Asynchronous Hooks and Error Handling​

  • Async Nature: Hooks can be defined as async functions. VoltAgent will await the completion of each hook before proceeding. Be mindful that long-running asynchronous operations within hooks can add latency to the overall agent response time.
  • Error Handling: If an error is thrown inside a hook function and not caught within the hook itself, it may interrupt the agent's execution flow.

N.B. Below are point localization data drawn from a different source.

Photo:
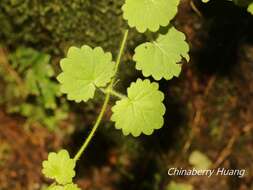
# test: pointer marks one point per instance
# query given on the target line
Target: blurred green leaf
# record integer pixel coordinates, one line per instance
(199, 160)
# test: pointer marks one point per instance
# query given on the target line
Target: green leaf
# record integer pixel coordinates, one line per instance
(60, 167)
(70, 186)
(250, 8)
(142, 111)
(160, 58)
(84, 69)
(179, 186)
(149, 14)
(199, 160)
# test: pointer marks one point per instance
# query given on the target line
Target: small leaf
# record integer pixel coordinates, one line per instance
(60, 167)
(149, 14)
(84, 69)
(160, 58)
(70, 186)
(179, 186)
(250, 8)
(142, 111)
(199, 160)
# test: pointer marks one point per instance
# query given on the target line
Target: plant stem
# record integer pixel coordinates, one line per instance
(113, 92)
(106, 101)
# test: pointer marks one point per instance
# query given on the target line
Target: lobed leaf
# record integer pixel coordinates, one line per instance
(70, 186)
(250, 8)
(142, 111)
(60, 167)
(84, 69)
(149, 14)
(160, 58)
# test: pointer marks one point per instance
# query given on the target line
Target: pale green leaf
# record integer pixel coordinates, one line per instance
(149, 14)
(70, 186)
(179, 186)
(142, 111)
(84, 69)
(161, 58)
(199, 160)
(60, 167)
(250, 8)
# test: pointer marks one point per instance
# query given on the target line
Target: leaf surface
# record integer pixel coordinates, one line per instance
(84, 69)
(60, 167)
(142, 111)
(160, 58)
(250, 8)
(149, 14)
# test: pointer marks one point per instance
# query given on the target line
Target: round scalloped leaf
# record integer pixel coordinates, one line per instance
(59, 166)
(250, 8)
(84, 69)
(142, 111)
(149, 14)
(160, 58)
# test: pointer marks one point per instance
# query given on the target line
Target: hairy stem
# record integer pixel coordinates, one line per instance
(106, 101)
(5, 63)
(113, 92)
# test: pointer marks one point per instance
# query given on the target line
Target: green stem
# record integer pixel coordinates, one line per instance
(113, 92)
(106, 101)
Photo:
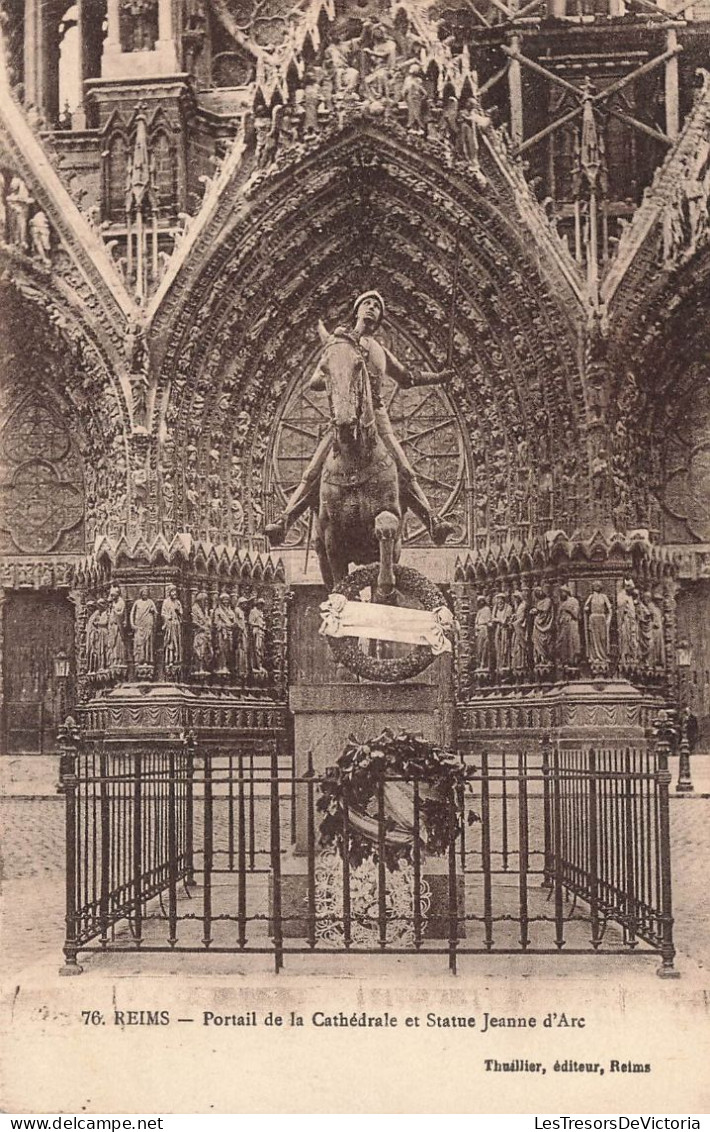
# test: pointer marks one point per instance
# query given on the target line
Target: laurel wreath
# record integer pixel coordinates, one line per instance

It's recommended to handle potential errors within your hook logic using try...catch if necessary, or ensure hooks are designed to be reliable.

Common Use Cases​

Hooks enable a variety of powerful patterns:

  1. Logging & Observability: Track agent execution steps, timings, inputs, outputs, and errors for monitoring and debugging.
  2. Analytics: Collect detailed usage data (token counts, tool usage frequency, success/error rates) for analysis.
  3. Request/Response Modification: (Use with caution) Modify inputs before processing or outputs after generation.
  4. State Management: Initialize or clean up request-specific state or resources.
  5. Workflow Orchestration: Trigger external actions or notifications based on agent events (e.g., notify on tool failure or successful completion with specific output).